Graze Boxes - Healthy Snacking, For Children?

Graze offer the user a chance to receive a selection box through the post periodically, these boxes consist of four healthy snacks that the buyer can feast on. These boxes cost just £3.89 including postage costs, with the first box being half price.

Whilst I am looking into healthy eating/drinking for children, it may be an appropriate way of getting them introduced into new foods through a periodical magazine that includes free fruit/nuts. Perhaps these free samples could come with a recipe that breaks the fruits down for children into smoothies or cakes. The most important thing here is introducing children into new healthy flavours and getting them away from sugary sweets and fizzy drinks - through applying Graze’s business strategy to a younger market.

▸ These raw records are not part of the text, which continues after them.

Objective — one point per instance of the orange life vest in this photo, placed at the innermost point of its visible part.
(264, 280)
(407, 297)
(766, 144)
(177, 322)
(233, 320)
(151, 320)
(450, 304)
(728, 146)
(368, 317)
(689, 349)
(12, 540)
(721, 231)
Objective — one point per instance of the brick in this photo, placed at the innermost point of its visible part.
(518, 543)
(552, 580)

The only problem with this strategy is that the fruit will need to be dried so it does not go mouldy, this detracts from the freshness aspect, so these ingredients could be a component in a recipe that other ingredients would have to be part of.

Dr Seuss - Green Eggs And Ham:
Creating a narrative for a children’s book is difficult. You have to ask a lot of questions about your story; has it been done before? Is it similar to another narrative? Is it compelling enough for children to read? Will children understand the story? To aid my search for a strong narrative for children, I’ve decided to look through stories that I grew up with, and stories that I feel hold a strong narrative.
The zany and whacky Dr. Seuss is loved by adults and children alike, with films like The Cat In The Hat, Horton Hears A Who, How The Grinch Stole Christmas, and The Lorax becoming household favourites in the years after 2000. Published by Random House in 1960, Green Eggs And Ham remains a narrative that is close to the hearts of many. Through it, Dr. Seuss teaches us phonetic language, and how to say ‘no’:

I am Sam. Sam I am. 
That Sam-I-am! That Sam-I-am! I do not like that Sam-I-am!
Do you like green eggs and ham?
I do not like them, Sam-I-am. I do not like green eggs and ham.
Would you like them here or there?
I would not like them here or there. I would not like them anywhere. I do not like green eggs and ham. I do not like them, Sam-I-am. 
Would you like them in a house? Would you like them with a mouse?
I do not like them in a house. I do not like them with a mouse. I do not like them here or there. I do not like them anywhere. I do not like green eggs and ham. I do not like them, Sam-I-am.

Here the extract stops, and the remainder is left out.